Verlegervillen und eine beliebte Messe

Aber wer dem Spaziergang folgt, merkt natürlich auch, welchen Reichtum Leipziger Verleger und Druckereibesitzer einst mit Büchern erwirtschafteten. Davon erzählen nicht nur die wenigen erhaltenen alten Verlagsgebäude, davon erzählen auch die Verlegervillen im Musikviertel und an der Käthe-Kollwitz-Straße, die Sabine Knopf quasi im dritten Teil der Spaziergänge einlädt zu bewundern.

Noble Häuser, denen man ansieht, dass die Verleger im späten 19. Jahrhundert zu den Reichen und Mächtigen in Leipzig gehörten. Ihre Druckerpressen lärmten im Osten der Stadt, wo auch die Schornsteine qualmten. So idyllisch, wie man das Grafische Viertel heute erlebt, war es damals nicht, als hier tausende Leipziger ihrem Knochenjob nachgingen. Es war laut, hektisch, rußig, verqualmt. Eben eine riesige Fabrik der Bücherproduktion.

Und da der Wind in Leipzig meistens aus Westen kommt, lebten die Verleger, denen die riesigen Buchfabriken gehörten, im Westen der Stadt nobel und mit frischer Luft.

Aber da enden die Spaziergänge nicht, denn auch außerhalb dieser erlaufenen Quartiere gibt es Sehenswürdigkeiten, an denen man die alte und die heutige Buchstadt erleben kann – von der Universitätsbibliothek über das Reichsgerichtsgebäude, wo die frühen Urheberrechts-Prozesse stattfanden, das Museum für Druckkunst in Plagwitz, das man auf jeden Fall besucht haben muss.

Bis zum deutschen Zentrum für barrierefreies Lesen und zum neuen Messegelände, wo die Buchmesse im Frühjahr immer wieder hunderrtausende Menschen anzieht, die Lesen und Bücher für ein Abenteuer in ihrem Leben halten.

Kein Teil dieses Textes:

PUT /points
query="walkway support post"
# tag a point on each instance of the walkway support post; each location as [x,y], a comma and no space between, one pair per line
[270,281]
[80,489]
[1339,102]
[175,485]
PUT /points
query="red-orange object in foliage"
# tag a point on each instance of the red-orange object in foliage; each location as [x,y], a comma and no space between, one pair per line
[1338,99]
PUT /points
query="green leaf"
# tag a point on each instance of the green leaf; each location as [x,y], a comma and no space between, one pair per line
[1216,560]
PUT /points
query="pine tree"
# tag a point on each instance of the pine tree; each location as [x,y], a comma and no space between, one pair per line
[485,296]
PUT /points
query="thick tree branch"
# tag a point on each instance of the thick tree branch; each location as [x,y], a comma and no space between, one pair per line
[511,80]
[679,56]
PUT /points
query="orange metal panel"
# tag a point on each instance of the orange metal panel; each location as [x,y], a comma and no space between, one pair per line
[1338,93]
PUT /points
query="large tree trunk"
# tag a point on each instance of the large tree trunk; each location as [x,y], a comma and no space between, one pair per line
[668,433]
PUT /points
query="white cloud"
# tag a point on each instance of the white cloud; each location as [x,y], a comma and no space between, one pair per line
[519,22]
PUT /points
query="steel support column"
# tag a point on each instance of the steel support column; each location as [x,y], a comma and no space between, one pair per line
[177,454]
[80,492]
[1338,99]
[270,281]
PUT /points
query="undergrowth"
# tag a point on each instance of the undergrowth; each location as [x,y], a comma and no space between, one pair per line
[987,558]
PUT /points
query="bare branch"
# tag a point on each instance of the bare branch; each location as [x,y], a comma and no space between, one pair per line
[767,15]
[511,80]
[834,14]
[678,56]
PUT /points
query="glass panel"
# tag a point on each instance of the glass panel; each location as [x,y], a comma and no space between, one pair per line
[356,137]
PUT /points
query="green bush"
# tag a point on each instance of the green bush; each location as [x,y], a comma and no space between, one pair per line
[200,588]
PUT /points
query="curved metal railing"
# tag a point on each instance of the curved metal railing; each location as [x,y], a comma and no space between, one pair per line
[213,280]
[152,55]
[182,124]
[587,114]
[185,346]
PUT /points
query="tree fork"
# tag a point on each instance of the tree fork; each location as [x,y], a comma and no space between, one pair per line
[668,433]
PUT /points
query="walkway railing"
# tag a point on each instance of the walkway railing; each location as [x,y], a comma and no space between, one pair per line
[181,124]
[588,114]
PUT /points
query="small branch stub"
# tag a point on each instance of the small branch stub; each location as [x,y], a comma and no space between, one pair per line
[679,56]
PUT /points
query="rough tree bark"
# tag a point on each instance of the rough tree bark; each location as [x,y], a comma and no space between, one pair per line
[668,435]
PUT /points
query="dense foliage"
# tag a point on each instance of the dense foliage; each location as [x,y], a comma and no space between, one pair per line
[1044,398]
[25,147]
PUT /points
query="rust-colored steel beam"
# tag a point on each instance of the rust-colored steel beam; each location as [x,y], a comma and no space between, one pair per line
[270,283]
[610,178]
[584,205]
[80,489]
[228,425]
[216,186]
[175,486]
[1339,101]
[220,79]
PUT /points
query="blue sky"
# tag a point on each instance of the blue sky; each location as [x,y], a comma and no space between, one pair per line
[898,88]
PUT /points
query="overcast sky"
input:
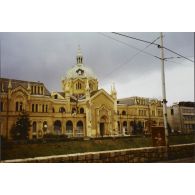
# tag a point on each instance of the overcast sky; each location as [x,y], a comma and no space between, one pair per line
[46,57]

Für alle, die Leipzig besuchen, weil sie die Zeugnisse der alten Buchstadt mal mit eigenen Augen sehen wollen, ist das jetzt der handliche Taschenbegleiter, an dem man sich orientieren kann. Und gewiss auch ein paar Entdeckungen machen kann, ob nun bei Giesecke & Devrient oder bei der Edition Peters. Oder bei den Grabsteinen auf dem Alten Johannisfriedhof, die daran erinnern, dass es immer unternehmungsfreudige Leute waren, die in Leipzig den Ort sahen, an dem man mit Büchern gute Geschäfte machen konnte.

Sabine Knopf „Buchstadt Leipzig“ Lehmstedt Verlag, Leipzig 2025, 9 Euro.